Consider the lower limit topology on $\mathbb{R}$ and the topology given by the basis $\mathcal{C}$, where $\mathcal{C} = \{[a,b)\text{ such that }a \lt b, a\text{ and }b \text{ rational}\}$. Determine the closure of the intervals $A = (0, \sqrt{2})$ and $B = (\sqrt{2}, 3)$ in these two topologies."
Here is my answer.
Closure of $A = (0, \sqrt{2})$ in the lower limit topology is $[0, \sqrt {2})$. Every neighborhood around $0$ must intersect $A$, so $0$ is an element of $\overline{A}$. Also, $[\sqrt 2, 4)$ is an open set which doesn't intersect $A$, thus $\sqrt{2}$ is not an element of $\overline{A}$.
Closure of $B = (\sqrt{2}, 3)$ in the lower limit topology is $[\sqrt{2}, 3)$. Every neighborhood around $\sqrt{2}$ must intersect $B$, so $\sqrt{2}$ is an element of $B$-closure.

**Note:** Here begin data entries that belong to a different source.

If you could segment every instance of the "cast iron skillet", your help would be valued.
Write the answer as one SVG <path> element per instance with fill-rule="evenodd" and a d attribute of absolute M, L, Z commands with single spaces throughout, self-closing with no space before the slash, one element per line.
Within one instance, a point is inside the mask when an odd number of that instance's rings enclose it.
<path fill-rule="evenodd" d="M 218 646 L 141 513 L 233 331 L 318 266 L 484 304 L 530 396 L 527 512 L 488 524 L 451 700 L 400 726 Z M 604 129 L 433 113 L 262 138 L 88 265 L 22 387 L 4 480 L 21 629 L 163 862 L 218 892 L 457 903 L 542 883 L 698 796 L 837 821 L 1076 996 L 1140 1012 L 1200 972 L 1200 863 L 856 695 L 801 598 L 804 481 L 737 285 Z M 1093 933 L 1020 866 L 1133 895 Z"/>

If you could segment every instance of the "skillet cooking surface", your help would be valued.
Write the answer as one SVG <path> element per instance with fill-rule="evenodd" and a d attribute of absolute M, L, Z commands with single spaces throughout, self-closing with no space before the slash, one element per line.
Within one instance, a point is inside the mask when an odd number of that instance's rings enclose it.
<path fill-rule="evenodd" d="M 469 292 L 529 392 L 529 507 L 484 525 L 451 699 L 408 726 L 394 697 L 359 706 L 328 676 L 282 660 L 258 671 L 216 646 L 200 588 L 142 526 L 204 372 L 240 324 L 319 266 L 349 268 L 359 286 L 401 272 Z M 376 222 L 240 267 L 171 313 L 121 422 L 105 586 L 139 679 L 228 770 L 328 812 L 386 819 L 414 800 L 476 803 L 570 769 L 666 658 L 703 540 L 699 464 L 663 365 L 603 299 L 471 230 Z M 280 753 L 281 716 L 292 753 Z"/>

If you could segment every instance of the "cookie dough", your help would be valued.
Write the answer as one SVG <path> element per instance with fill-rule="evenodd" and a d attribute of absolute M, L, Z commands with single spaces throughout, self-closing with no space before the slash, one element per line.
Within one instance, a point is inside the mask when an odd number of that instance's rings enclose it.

Also, $[3, 4)$ is an open set which doesn't intersect $B$, thus $3$ is not an element of $B$-closure.
Closure of $A = (0, \sqrt{2})$ in the topology generated by the basis $\mathcal{C}$ is $[0,\sqrt{2}]$. Every neighborhood around $0$ must intersect $A$, so $0$ is an element of $A$-closure. There do not exist open sets like $[\sqrt{2}, 4)$, where $\sqrt{2}$ is the lowest element in the set. Thus, any open set containing $\sqrt{2}$ must contain an element lower than $\sqrt{2}$. Thus $\sqrt{2}$ is an element of $A$-closure.
Closure of $B = (\sqrt{2}, 3)$ in the topology generated by the basis $\mathcal{C}$ is $[\sqrt{2}, 3)$. Every neighborhood around $\sqrt{2}$ must intersect $B$, so $\sqrt{2}$ is an element of $B$-closure. Also, $[3, 4)$ is an open set which doesn't intersect $B$, thus $3$ is not an element of $B$-closure.
Are these correct? Any feedback would be most appreciated.
Thanks.
Best Answer
These are all correct. It's worth noting, though, that you should justify (for example) why there are no other points in the closure of $(0,\sqrt2)$ in the lower limit topology. You've demonstrated why $\sqrt2$ isn't in the closure, but why isn't there any element greater than $\sqrt2$? Why isn't there any negative element?